Hi Susan, I've been doing the same exact thing since my first post and its been working wonders. His mouthing is almost negligible now and is clearly responding to 'no'. 

How long I leave him when I walk away is usually in proportion to how bad the biting is. I don't know if that's the right thing to do but if its very aggressive mouthing/biting its a longer timeout. The milder it is the shorter time I leave him for. In my opinion it seems to show him my levels of tolerance as well by not testing his patience too much. I'm open to opinions though so would love for experienced people to suggest?


----------



## kartikeya14 (Dec 30, 2013)

*Update*

Hi All, 

It's been around a month or so since the mouthing began.
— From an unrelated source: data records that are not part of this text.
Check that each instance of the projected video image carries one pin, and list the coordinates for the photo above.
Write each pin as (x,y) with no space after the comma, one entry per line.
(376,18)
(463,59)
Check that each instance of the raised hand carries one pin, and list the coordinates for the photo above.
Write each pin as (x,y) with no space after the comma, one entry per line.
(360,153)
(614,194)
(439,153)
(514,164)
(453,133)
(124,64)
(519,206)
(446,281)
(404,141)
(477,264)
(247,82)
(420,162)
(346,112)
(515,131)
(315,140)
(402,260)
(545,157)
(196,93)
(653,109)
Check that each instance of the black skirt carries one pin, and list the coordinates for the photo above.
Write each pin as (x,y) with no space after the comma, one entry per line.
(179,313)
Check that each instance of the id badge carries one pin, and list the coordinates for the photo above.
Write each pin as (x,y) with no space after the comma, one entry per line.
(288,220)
Glad to say there is a drastic improvement in Winston's behaviour and he seems to have identified me as the alpha. Still occasionally does it to my sister when she doesn't play with him but overall I'm sure he gets the idea that mouth is a no. 

I have also completely stopped letting him bite any body part or clothing of anyone since I figured he's past the age of bite inhibition. Thanks all for your help and hope your lovely puppies are growing up well too!